La realtà è impietosa: l’Italia, e gran parte di ciò che crediamo essere il “Primo Mondo” occidentale, è in verità un “Terzo Mondo Strategico”. Non per la mancanza di pane quotidiano o di diritti primari, ma per la nostra intrinseca vulnerabilità, la nostra dipendenza, e l’incapacità di agire con una logica di sopravvivenza pragmatica e disillusa.
Il futuro non attende le nostre indecisioni né le nostre nostalgie. Le vere potenze – gli imperi riconosciuti e quelli emergenti – stanno già giocando la loro partita con una spietata logica di interessi, occupando nuovi spazi strategici (dallo spazio profondo agli abissi oceanici) e riscrivendo le regole della geopolitica. Per loro, i”popoli non imperiali” come noi sono risorse, mercati o, al massimo, campi di gioco su cui proiettare influenza e consolidare il proprio potere.

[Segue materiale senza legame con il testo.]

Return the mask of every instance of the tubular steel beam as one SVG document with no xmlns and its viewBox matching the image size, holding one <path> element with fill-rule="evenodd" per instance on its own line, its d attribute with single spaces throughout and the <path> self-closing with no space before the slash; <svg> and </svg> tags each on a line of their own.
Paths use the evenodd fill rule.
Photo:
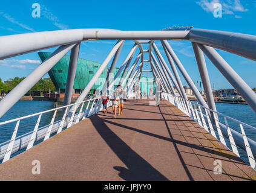
<svg viewBox="0 0 256 193">
<path fill-rule="evenodd" d="M 138 46 L 138 45 L 135 43 L 134 45 L 133 46 L 132 50 L 133 50 L 133 52 L 132 54 L 131 55 L 128 61 L 126 63 L 126 65 L 125 66 L 125 69 L 123 70 L 123 74 L 122 74 L 121 78 L 119 80 L 119 84 L 121 84 L 123 81 L 123 78 L 125 76 L 125 74 L 127 72 L 127 70 L 129 68 L 130 64 L 131 63 L 131 60 L 133 60 L 133 56 L 135 54 L 135 51 L 136 51 L 137 47 Z M 136 47 L 135 49 L 133 49 L 134 47 Z"/>
<path fill-rule="evenodd" d="M 176 63 L 177 66 L 179 69 L 180 72 L 182 73 L 182 75 L 183 76 L 184 78 L 185 79 L 186 81 L 187 82 L 190 88 L 194 92 L 194 94 L 197 97 L 199 102 L 203 106 L 206 107 L 208 107 L 207 103 L 205 103 L 205 100 L 203 99 L 203 96 L 202 96 L 200 93 L 199 92 L 199 90 L 194 84 L 192 80 L 190 78 L 189 75 L 188 75 L 188 72 L 186 71 L 185 69 L 184 68 L 183 66 L 182 65 L 182 63 L 180 62 L 179 58 L 177 57 L 175 52 L 173 51 L 172 49 L 171 48 L 169 44 L 166 42 L 163 41 L 163 44 L 166 48 L 166 50 L 168 51 L 169 54 L 172 57 L 173 60 L 174 60 L 175 63 Z"/>
<path fill-rule="evenodd" d="M 167 86 L 166 83 L 165 81 L 164 78 L 163 77 L 162 74 L 159 71 L 158 68 L 157 68 L 157 66 L 155 64 L 156 58 L 154 58 L 154 55 L 151 55 L 151 57 L 153 58 L 153 60 L 151 60 L 152 62 L 152 67 L 153 68 L 153 69 L 156 72 L 156 74 L 157 75 L 158 78 L 160 80 L 162 81 L 162 85 L 163 85 L 163 87 L 165 87 L 165 90 L 168 92 L 170 93 L 170 88 Z"/>
<path fill-rule="evenodd" d="M 123 80 L 122 81 L 121 84 L 119 84 L 121 85 L 121 86 L 123 86 L 123 84 L 126 83 L 127 78 L 128 77 L 130 76 L 131 71 L 133 71 L 134 69 L 135 69 L 135 67 L 136 66 L 137 64 L 138 63 L 139 60 L 140 59 L 140 57 L 142 55 L 142 53 L 139 53 L 138 55 L 136 57 L 136 59 L 135 59 L 134 62 L 133 63 L 133 65 L 131 66 L 128 72 L 127 73 L 127 75 L 125 76 L 125 78 L 123 79 Z M 125 88 L 126 89 L 126 88 Z"/>
<path fill-rule="evenodd" d="M 169 87 L 170 88 L 171 92 L 176 95 L 176 92 L 174 88 L 173 87 L 172 83 L 171 83 L 170 79 L 169 78 L 169 77 L 167 74 L 166 71 L 165 70 L 165 68 L 163 67 L 163 65 L 161 61 L 161 60 L 159 59 L 159 56 L 157 55 L 157 54 L 156 53 L 156 55 L 157 55 L 158 61 L 159 62 L 159 65 L 157 63 L 156 66 L 158 69 L 159 71 L 161 72 L 161 74 L 162 74 L 162 77 L 163 78 L 165 78 L 166 84 L 169 86 Z"/>
<path fill-rule="evenodd" d="M 110 70 L 108 72 L 108 74 L 107 75 L 106 81 L 105 81 L 104 86 L 103 87 L 103 90 L 107 91 L 107 88 L 110 86 L 110 81 L 112 79 L 112 77 L 116 67 L 116 64 L 118 60 L 118 58 L 119 57 L 120 53 L 121 52 L 122 48 L 123 48 L 123 45 L 124 43 L 124 41 L 122 42 L 121 45 L 120 46 L 119 48 L 118 48 L 117 51 L 116 52 L 116 54 L 114 56 L 114 59 L 112 61 L 111 66 L 110 66 Z"/>
<path fill-rule="evenodd" d="M 191 42 L 256 60 L 256 36 L 193 28 L 188 37 Z"/>
<path fill-rule="evenodd" d="M 185 91 L 183 86 L 182 84 L 182 81 L 180 80 L 180 76 L 179 75 L 178 71 L 177 71 L 176 67 L 175 66 L 174 62 L 173 61 L 171 55 L 167 51 L 166 48 L 165 48 L 165 45 L 163 43 L 163 41 L 166 41 L 166 40 L 161 40 L 162 45 L 163 46 L 163 50 L 165 51 L 165 54 L 167 56 L 167 59 L 168 59 L 169 63 L 170 64 L 171 68 L 172 70 L 173 74 L 174 74 L 174 77 L 176 79 L 177 83 L 178 83 L 179 87 L 180 87 L 180 90 L 182 92 L 182 96 L 185 99 L 188 99 L 188 96 L 186 96 L 186 92 Z"/>
<path fill-rule="evenodd" d="M 116 74 L 116 75 L 114 77 L 114 80 L 112 81 L 112 82 L 110 84 L 110 86 L 108 87 L 108 90 L 111 90 L 112 87 L 114 86 L 114 83 L 117 79 L 119 75 L 122 73 L 122 71 L 123 71 L 123 68 L 126 66 L 126 65 L 129 62 L 130 59 L 131 58 L 131 55 L 136 49 L 137 47 L 138 46 L 138 44 L 134 44 L 133 47 L 131 49 L 131 51 L 130 51 L 129 54 L 127 55 L 125 61 L 123 62 L 121 66 L 119 68 L 119 69 L 118 70 Z"/>
<path fill-rule="evenodd" d="M 199 45 L 199 46 L 256 113 L 256 93 L 235 72 L 214 48 L 200 44 Z"/>
<path fill-rule="evenodd" d="M 170 81 L 167 81 L 167 77 L 165 76 L 165 74 L 163 72 L 163 70 L 161 69 L 161 68 L 159 66 L 159 64 L 158 63 L 155 56 L 154 55 L 153 53 L 151 52 L 151 55 L 153 59 L 153 62 L 155 65 L 156 69 L 158 71 L 158 72 L 159 73 L 160 75 L 160 78 L 162 78 L 162 80 L 163 81 L 163 83 L 165 84 L 166 88 L 169 88 L 171 92 L 175 95 L 175 90 L 172 87 L 172 85 L 171 84 L 171 83 Z M 159 60 L 159 62 L 160 61 Z M 169 84 L 171 83 L 171 84 Z"/>
<path fill-rule="evenodd" d="M 160 62 L 160 63 L 162 63 L 162 68 L 163 69 L 163 72 L 165 72 L 165 74 L 166 74 L 165 75 L 166 76 L 166 77 L 168 78 L 168 75 L 169 77 L 171 78 L 171 80 L 172 80 L 172 83 L 174 84 L 174 86 L 176 87 L 177 88 L 177 90 L 178 90 L 179 93 L 180 94 L 180 96 L 182 96 L 182 93 L 180 91 L 180 87 L 179 87 L 179 85 L 177 83 L 177 81 L 176 81 L 174 77 L 173 77 L 172 74 L 171 72 L 170 69 L 169 69 L 168 66 L 167 66 L 166 63 L 165 62 L 165 60 L 163 58 L 163 56 L 162 55 L 161 53 L 160 52 L 159 50 L 158 49 L 157 46 L 156 45 L 156 44 L 154 43 L 153 45 L 153 48 L 155 50 L 155 52 L 156 51 L 156 54 L 158 56 L 159 59 L 160 59 L 162 62 Z M 159 61 L 160 62 L 160 61 Z M 169 80 L 169 78 L 168 78 L 168 80 Z M 176 94 L 176 93 L 174 92 L 174 95 Z"/>
<path fill-rule="evenodd" d="M 207 103 L 209 107 L 214 111 L 217 111 L 203 52 L 195 43 L 192 42 L 192 45 L 193 46 L 194 52 L 195 53 L 195 59 L 197 60 L 201 80 L 203 83 L 203 89 L 206 95 Z M 212 116 L 212 118 L 213 118 L 213 116 Z"/>
<path fill-rule="evenodd" d="M 68 77 L 67 78 L 67 86 L 65 90 L 65 98 L 63 103 L 64 106 L 70 104 L 71 101 L 79 49 L 80 42 L 77 43 L 71 51 Z M 65 109 L 64 109 L 63 110 L 64 110 Z"/>
<path fill-rule="evenodd" d="M 21 97 L 47 73 L 76 43 L 58 48 L 41 65 L 18 84 L 9 93 L 0 101 L 0 118 L 1 118 Z"/>
</svg>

È tempo di svegliarsi. È urgente per noi riconoscere la nostra reale posizione, smettere di crogiolarci in un’illusione di superiorità e affrontare il mondo con una logica disincantata, fredda, quasi brutale. Solo uscendo da questa bolla, solo studiando la storia senza censure e comprendendo le vere dinamiche del potere, potremo sperare di non essere solo spettatori passivi o, peggio, vittime di un futuro che stiamo ignorando. La sopravvivenza non è un diritto acquisito; è una lotta costante che richiede lucidità, pragmatismo e la capacità di liberarsi dalle narrazioni che ci imprigionano.